US government expands frontier AI testing to five major labs
The US government expanded its AI safety evaluation program to include models from Google DeepMind, Microsoft, and xAI alongside OpenAI and Anthropic. Government scientists test unreleased systems for cybersecurity, biosecurity, and infrastructure vulnerabilities.
The US government expanded its frontier AI safety evaluation program to include models from Google DeepMind, Microsoft, and xAI, joining existing partnerships with OpenAI and Anthropic. Government scientists conduct pre-deployment testing on unreleased systems, assessing vulnerabilities in cybersecurity, biosecurity, infrastructure, and misuse scenarios.

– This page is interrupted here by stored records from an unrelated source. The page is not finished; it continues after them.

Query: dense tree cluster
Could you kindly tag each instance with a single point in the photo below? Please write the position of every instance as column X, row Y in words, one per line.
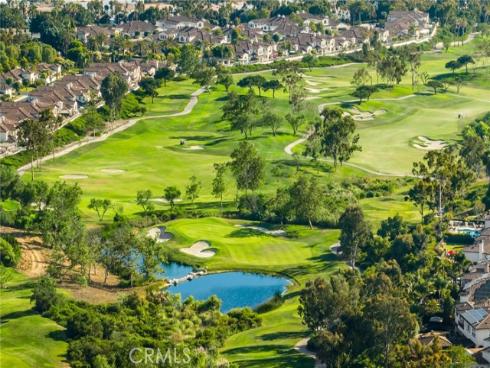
column 116, row 335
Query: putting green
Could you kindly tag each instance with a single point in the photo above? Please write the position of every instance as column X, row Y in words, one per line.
column 27, row 339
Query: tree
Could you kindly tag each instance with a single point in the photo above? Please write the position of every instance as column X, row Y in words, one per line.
column 219, row 183
column 273, row 120
column 252, row 81
column 150, row 87
column 435, row 85
column 204, row 76
column 391, row 322
column 243, row 112
column 170, row 194
column 113, row 88
column 164, row 74
column 453, row 65
column 465, row 60
column 34, row 136
column 290, row 75
column 225, row 79
column 101, row 206
column 306, row 199
column 44, row 294
column 295, row 121
column 309, row 60
column 354, row 233
column 334, row 136
column 247, row 166
column 324, row 301
column 77, row 52
column 192, row 189
column 363, row 92
column 272, row 84
column 188, row 59
column 361, row 78
column 143, row 199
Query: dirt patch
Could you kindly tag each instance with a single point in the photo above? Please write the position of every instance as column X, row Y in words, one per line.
column 199, row 249
column 427, row 144
column 74, row 177
column 113, row 171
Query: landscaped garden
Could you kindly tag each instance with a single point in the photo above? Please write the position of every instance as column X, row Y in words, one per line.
column 397, row 126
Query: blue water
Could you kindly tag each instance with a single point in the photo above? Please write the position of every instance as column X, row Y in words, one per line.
column 235, row 289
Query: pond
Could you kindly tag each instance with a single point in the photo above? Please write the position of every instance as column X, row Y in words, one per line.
column 235, row 289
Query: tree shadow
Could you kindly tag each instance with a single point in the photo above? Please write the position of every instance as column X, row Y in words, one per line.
column 17, row 314
column 284, row 335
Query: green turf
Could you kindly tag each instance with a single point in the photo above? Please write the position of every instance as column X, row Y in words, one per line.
column 301, row 255
column 27, row 339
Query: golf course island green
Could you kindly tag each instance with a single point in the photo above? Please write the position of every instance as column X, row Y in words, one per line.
column 177, row 144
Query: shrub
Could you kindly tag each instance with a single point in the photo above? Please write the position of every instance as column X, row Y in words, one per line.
column 9, row 251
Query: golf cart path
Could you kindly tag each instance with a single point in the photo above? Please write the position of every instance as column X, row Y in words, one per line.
column 301, row 347
column 289, row 148
column 89, row 140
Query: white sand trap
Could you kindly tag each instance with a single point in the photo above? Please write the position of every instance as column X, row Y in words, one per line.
column 426, row 144
column 113, row 171
column 74, row 177
column 313, row 90
column 163, row 200
column 194, row 148
column 264, row 230
column 199, row 249
column 159, row 234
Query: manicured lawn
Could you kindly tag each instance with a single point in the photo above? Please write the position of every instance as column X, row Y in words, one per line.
column 301, row 255
column 27, row 339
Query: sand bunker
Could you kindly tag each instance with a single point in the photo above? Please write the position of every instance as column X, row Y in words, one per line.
column 163, row 200
column 74, row 176
column 113, row 171
column 194, row 148
column 264, row 230
column 199, row 249
column 426, row 144
column 159, row 234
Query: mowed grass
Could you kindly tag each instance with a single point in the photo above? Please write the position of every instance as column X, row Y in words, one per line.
column 26, row 338
column 301, row 255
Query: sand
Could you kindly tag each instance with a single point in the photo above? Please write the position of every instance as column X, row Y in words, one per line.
column 194, row 148
column 159, row 234
column 427, row 144
column 264, row 230
column 74, row 176
column 113, row 171
column 199, row 249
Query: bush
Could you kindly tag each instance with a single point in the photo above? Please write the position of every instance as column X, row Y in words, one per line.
column 9, row 251
column 275, row 302
column 44, row 294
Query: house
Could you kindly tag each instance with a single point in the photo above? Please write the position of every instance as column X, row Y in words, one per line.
column 136, row 29
column 6, row 89
column 308, row 19
column 480, row 250
column 279, row 25
column 84, row 34
column 474, row 324
column 49, row 72
column 408, row 23
column 179, row 22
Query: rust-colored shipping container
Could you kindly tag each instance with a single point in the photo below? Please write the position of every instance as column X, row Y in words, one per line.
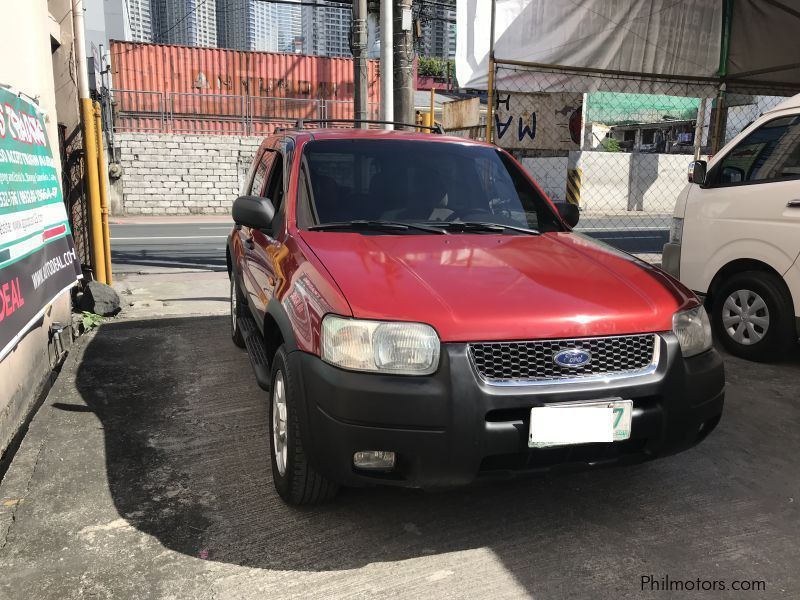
column 215, row 90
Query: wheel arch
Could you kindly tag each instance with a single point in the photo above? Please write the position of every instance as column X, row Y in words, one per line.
column 277, row 329
column 741, row 265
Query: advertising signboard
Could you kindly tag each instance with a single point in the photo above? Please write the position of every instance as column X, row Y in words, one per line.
column 37, row 254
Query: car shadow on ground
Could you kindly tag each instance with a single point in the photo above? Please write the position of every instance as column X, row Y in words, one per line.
column 188, row 462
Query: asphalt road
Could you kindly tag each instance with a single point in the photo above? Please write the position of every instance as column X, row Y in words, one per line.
column 146, row 474
column 138, row 247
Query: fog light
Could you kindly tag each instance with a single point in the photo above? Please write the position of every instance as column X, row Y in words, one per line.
column 374, row 460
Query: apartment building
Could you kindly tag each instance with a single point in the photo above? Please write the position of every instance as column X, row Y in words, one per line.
column 256, row 25
column 326, row 29
column 138, row 20
column 184, row 22
column 438, row 31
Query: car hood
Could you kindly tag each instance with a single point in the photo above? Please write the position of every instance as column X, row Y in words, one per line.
column 476, row 287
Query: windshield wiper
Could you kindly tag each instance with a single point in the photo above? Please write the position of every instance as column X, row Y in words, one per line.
column 478, row 226
column 375, row 226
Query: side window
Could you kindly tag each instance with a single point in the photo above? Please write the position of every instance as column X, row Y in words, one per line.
column 305, row 209
column 260, row 175
column 274, row 191
column 770, row 153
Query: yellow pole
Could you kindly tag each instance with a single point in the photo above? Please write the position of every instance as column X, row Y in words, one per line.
column 433, row 107
column 490, row 102
column 93, row 190
column 89, row 143
column 101, row 167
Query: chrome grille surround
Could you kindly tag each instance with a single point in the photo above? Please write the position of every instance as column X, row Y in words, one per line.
column 531, row 362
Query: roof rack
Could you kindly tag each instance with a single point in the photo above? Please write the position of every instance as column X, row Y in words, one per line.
column 301, row 123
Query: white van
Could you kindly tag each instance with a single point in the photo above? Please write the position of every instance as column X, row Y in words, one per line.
column 735, row 236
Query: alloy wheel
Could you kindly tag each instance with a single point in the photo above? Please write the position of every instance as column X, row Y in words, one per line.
column 279, row 422
column 234, row 307
column 745, row 317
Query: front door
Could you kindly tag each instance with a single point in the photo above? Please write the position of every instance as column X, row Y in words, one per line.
column 749, row 206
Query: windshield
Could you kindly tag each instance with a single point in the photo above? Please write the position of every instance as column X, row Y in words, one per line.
column 405, row 181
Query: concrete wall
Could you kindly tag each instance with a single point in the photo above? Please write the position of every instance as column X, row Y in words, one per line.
column 169, row 174
column 166, row 174
column 27, row 65
column 616, row 183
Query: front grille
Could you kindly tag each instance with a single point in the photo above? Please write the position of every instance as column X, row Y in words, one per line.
column 531, row 362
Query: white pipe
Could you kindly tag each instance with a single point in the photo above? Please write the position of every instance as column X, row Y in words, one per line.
column 387, row 66
column 79, row 43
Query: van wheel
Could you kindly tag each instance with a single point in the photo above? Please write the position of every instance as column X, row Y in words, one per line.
column 753, row 316
column 238, row 308
column 295, row 480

Pre-deployment regulatory baseline
Formal government testing of frontier models before public release establishes a new regulatory baseline. This approach differs from post-hoc audits by creating a gating mechanism for deployment. The program tests systems that have not yet been released to the public, giving government scientists early access to frontier capabilities and potential risks.
Industry and enterprise implications
Pre-deployment testing may slow release timelines but increases enterprise confidence in safety assurances. Organizations deploying frontier models gain assurance that government scientists have evaluated the system for critical vulnerabilities. The expansion to five labs signals that government testing is becoming a standard requirement rather than a voluntary partnership, establishing precedent for future frontier model releases.